A confidential updated debt sustainability analysis by the IMF found that the dramatically deteriorating economic situation in Greece meant that lenders must consider further debt reduction mechanisms, such as a 30-year grace period on servicing its European debts.
The IMF’s continued participation in the Greek bailout was one of the crucial sticking-points in Sunday night’s negotiations between the Greek prime minister Alexis Tsipras and creditors, with euro zone countries insisting on the IMF’s continued participation.
Speaking on Monday in Brussels, Klaus Regling, the head of the ESM fund, said that he expected the IMF to contribute to any third bailout package for Greece, once Greece’s arrears with the institution had been paid.
The new report highlights continuing tensions between the IMF and European lenders on the Greek bailout, particularly the contentious issue of debt relief.
Yesterday, the fund confirmed that Greece had missed a €456 million payment on Monday, bringing its total arrears to the IMF to €2 billion.

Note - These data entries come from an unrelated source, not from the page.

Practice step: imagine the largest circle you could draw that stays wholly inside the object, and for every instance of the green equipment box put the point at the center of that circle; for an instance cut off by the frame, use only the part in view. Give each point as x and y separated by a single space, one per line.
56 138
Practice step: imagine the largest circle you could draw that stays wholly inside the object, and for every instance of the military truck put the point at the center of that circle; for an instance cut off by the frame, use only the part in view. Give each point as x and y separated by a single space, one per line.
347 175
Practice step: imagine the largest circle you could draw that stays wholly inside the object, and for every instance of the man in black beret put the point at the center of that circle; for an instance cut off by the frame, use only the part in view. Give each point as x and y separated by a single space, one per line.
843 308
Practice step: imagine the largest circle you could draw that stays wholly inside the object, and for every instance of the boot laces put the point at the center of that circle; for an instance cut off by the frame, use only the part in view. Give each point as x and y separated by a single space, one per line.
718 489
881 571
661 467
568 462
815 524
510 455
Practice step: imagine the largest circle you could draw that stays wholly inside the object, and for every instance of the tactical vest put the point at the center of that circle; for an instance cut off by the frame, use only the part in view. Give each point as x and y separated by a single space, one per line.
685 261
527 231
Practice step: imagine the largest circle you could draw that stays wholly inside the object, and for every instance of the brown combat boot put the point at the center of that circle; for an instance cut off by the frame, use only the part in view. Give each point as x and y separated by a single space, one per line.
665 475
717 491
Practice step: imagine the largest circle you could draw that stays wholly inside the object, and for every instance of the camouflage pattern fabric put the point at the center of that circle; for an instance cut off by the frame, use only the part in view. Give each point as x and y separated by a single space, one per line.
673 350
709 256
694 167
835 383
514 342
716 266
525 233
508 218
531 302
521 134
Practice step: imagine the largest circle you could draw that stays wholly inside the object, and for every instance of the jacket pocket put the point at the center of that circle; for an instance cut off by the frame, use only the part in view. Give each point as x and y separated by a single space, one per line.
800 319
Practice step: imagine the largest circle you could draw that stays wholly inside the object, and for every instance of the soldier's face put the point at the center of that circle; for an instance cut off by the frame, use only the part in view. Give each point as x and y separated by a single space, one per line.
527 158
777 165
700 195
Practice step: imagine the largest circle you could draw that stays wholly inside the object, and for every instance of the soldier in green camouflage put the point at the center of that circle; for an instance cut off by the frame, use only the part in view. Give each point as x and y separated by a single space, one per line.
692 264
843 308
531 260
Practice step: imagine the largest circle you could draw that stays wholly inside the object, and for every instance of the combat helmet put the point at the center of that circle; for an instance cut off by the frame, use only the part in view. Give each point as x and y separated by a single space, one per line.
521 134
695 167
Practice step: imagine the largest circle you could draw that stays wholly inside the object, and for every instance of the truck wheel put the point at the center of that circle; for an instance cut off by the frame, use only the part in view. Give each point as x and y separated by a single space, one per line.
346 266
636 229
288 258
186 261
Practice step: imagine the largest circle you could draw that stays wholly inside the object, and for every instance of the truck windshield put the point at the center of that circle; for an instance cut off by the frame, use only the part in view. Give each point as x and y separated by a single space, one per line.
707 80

Finance ministers gathering in Brussels yesterday for their fourth meeting in four days, raised the issue of “bridge financing” for Greece, as creditors decide how to tackle Greece’s immediate short-term financing needs.
As well as its IMF arrears, Greece is also facing a €3.5 billion repayment to the European Central Bank on Monday.
A controversial proposal to tap the EFSM fund, which pools money from all 28 EU member states, was opposed by British chancellor George Osborne.
Arriving in Brussels, Mr Osborne said: “Britain is not in the euro, so the idea that British taxpayers will be on the line for this Greek deal is a complete non-starter. The euro zone needs to foot its own bill.”
A group of senior officials has been appointed to look at the various options for bridge financing, with the eurogroup expected to discuss the issue on a conference call later this week.